For almost a decade, climate scientists have been trying to get their heads around a particularly disastrous scenario for how West Antarctica’s gigantic ice sheet might break apart, bringing catastrophe to the world’s coasts.

It goes like this: Once enough of the ice sheet’s floating edges melt away, what remains are immense, sheer cliffs of ice facing the sea. These cliffs will be so tall and steep that they are unstable. Great chunks of ice start breaking away from them, exposing even taller, even more-unstable cliffs. Soon, these start crumbling too, and before long you have runaway collapse.

As all this ice tumbles into the ocean, and assuming that nations’ emissions of heat-trapping gases climb to extremely high levels, Antarctica could contribute more than a foot to worldwide sea-level rise before the end of the century.

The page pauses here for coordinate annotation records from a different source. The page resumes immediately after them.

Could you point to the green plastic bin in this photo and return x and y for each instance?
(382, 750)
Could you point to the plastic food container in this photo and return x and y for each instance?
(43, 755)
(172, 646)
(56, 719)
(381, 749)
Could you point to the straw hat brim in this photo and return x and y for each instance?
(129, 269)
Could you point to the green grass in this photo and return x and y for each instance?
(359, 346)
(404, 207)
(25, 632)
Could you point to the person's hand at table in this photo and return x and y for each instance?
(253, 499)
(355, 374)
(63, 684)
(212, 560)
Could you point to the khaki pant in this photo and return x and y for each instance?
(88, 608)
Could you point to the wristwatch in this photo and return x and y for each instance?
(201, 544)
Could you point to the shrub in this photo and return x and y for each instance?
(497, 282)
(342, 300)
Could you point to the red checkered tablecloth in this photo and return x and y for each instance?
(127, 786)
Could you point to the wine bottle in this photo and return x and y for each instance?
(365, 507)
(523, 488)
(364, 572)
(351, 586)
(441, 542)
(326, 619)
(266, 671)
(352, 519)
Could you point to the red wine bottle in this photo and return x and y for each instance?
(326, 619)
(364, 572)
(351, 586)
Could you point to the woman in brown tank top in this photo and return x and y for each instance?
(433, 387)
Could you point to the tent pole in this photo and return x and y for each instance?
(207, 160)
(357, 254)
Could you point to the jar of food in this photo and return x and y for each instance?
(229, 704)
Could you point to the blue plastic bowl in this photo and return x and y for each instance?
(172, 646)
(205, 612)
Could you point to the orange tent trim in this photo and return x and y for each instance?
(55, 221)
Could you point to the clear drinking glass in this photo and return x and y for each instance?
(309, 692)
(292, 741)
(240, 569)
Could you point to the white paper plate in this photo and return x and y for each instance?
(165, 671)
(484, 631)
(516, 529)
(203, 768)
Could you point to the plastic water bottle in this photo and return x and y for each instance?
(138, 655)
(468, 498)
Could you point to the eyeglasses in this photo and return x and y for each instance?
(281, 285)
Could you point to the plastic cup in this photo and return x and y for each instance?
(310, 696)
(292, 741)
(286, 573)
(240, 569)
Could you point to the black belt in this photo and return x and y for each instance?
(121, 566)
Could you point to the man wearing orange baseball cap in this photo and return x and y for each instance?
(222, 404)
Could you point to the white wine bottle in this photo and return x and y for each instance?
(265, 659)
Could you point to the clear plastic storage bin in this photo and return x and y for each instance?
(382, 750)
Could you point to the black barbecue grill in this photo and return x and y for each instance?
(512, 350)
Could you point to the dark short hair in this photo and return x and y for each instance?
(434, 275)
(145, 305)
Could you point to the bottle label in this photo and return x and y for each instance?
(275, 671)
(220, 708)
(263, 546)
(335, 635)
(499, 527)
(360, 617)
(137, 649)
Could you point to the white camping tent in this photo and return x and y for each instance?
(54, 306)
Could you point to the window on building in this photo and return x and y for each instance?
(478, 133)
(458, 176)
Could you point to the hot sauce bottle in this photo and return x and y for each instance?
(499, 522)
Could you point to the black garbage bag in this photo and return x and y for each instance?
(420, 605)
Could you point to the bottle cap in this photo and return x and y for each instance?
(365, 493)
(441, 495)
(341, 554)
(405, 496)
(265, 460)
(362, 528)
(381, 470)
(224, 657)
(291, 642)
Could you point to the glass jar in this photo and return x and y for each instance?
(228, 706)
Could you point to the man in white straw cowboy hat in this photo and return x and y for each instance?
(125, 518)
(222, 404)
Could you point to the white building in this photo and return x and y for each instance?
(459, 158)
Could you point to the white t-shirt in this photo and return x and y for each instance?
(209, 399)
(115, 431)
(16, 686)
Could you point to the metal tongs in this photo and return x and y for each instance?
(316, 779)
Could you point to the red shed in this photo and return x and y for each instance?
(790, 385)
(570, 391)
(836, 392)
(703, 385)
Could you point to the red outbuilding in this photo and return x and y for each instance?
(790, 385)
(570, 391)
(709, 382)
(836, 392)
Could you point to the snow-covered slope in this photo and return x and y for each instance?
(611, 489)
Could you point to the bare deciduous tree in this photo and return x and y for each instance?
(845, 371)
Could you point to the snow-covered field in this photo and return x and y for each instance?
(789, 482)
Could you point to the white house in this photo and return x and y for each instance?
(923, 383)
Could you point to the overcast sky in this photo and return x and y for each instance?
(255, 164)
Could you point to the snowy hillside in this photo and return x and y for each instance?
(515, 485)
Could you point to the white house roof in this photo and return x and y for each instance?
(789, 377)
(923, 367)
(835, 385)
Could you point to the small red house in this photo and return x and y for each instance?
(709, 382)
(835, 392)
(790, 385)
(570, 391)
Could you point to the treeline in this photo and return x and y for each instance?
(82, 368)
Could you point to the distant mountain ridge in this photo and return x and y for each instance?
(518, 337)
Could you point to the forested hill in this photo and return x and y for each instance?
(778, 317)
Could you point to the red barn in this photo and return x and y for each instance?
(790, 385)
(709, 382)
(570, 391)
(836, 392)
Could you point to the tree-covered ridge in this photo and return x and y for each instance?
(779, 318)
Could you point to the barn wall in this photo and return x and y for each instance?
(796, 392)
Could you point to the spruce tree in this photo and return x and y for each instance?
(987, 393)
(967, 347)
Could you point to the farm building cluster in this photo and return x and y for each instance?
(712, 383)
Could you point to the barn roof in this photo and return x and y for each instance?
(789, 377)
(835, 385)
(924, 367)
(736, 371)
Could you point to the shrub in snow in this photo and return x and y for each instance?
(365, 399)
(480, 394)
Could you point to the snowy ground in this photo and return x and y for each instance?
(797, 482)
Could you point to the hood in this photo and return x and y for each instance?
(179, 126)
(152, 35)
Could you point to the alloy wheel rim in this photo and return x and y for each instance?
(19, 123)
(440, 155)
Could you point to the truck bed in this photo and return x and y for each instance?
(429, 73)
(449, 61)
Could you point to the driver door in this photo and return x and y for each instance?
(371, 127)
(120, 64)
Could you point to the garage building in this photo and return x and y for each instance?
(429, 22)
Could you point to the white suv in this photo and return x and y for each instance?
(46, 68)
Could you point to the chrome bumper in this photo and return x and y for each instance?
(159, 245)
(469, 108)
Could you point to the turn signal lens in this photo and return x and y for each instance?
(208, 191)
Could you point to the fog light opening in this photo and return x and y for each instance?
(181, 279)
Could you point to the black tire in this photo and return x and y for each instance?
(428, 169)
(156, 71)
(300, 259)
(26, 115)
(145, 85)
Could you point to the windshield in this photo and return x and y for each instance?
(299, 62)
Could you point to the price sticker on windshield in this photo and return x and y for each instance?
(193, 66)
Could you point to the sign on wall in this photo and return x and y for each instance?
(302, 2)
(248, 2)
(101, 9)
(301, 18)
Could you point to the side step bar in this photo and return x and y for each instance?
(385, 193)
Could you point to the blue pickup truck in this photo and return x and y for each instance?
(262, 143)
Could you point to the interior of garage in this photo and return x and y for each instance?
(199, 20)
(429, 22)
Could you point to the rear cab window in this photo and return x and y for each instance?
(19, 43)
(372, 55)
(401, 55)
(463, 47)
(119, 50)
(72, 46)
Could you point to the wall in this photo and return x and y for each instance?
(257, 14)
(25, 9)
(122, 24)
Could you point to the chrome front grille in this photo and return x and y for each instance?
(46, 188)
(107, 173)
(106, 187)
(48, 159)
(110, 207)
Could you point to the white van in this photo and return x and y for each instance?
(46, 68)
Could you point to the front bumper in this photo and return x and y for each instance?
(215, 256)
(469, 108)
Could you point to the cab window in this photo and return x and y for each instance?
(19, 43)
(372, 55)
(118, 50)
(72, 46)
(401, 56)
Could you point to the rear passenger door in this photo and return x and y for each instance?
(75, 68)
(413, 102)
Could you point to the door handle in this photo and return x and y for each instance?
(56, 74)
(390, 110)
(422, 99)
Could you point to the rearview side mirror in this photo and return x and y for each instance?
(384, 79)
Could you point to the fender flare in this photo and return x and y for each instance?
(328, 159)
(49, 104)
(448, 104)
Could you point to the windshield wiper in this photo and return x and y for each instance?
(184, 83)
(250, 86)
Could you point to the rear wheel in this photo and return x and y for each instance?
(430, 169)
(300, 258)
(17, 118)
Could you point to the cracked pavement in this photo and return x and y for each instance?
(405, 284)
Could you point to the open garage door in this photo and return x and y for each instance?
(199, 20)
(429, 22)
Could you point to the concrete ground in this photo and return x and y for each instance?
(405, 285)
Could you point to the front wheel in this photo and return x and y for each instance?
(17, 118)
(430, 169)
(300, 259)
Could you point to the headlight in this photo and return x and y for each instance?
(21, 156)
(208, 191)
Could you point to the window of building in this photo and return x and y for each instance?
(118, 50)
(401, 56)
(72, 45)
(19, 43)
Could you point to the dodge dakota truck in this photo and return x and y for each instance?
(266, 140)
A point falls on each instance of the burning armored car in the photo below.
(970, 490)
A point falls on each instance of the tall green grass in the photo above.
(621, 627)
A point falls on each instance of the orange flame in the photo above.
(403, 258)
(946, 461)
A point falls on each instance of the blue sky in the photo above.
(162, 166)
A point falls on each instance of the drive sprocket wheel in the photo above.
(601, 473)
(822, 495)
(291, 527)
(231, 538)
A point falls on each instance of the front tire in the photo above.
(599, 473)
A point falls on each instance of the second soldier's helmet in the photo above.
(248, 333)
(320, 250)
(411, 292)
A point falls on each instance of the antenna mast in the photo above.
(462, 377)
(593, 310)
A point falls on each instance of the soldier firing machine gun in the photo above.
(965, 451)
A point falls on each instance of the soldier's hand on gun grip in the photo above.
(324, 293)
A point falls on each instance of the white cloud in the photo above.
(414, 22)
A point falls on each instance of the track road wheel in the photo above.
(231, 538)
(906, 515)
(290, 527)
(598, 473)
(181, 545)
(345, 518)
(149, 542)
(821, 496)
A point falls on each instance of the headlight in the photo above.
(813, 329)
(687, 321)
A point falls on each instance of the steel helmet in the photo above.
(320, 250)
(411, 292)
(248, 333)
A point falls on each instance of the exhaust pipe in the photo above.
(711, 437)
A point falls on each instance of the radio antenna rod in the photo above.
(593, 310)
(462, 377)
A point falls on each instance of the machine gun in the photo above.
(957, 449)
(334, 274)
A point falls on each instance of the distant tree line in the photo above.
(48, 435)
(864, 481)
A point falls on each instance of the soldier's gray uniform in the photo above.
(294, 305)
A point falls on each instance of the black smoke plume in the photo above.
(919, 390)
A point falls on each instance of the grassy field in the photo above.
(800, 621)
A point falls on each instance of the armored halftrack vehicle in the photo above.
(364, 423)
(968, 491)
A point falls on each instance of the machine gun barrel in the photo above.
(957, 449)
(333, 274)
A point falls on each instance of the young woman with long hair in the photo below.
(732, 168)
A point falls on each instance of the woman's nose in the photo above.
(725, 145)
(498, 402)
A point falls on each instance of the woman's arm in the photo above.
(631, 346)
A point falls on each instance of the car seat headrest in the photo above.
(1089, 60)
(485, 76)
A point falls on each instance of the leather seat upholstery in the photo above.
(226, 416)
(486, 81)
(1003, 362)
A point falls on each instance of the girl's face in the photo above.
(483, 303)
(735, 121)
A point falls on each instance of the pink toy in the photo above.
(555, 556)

This calamitous chain of events is still hypothetical, yet scientists have taken it seriously enough to include it as a “low-likelihood, high-impact” possibility in the United Nations’ latest assessment of future sea-level increase.

Now, though, a group of researchers has put forth evidence that the prospect may be more remote than previously thought. As humans burn fossil fuels and heat the planet, West Antarctica’s ice remains vulnerable to destruction in many forms. But this particular form, in which ice cliffs collapse one after the other, looks less likely, according to the scientists’ computer simulations.

“We’re not saying that we’re safe,” said Mathieu Morlighem, a professor of earth science at Dartmouth College who led the research. “The Antarctic ice sheet is going to disappear; this is going to happen. The question is how fast.”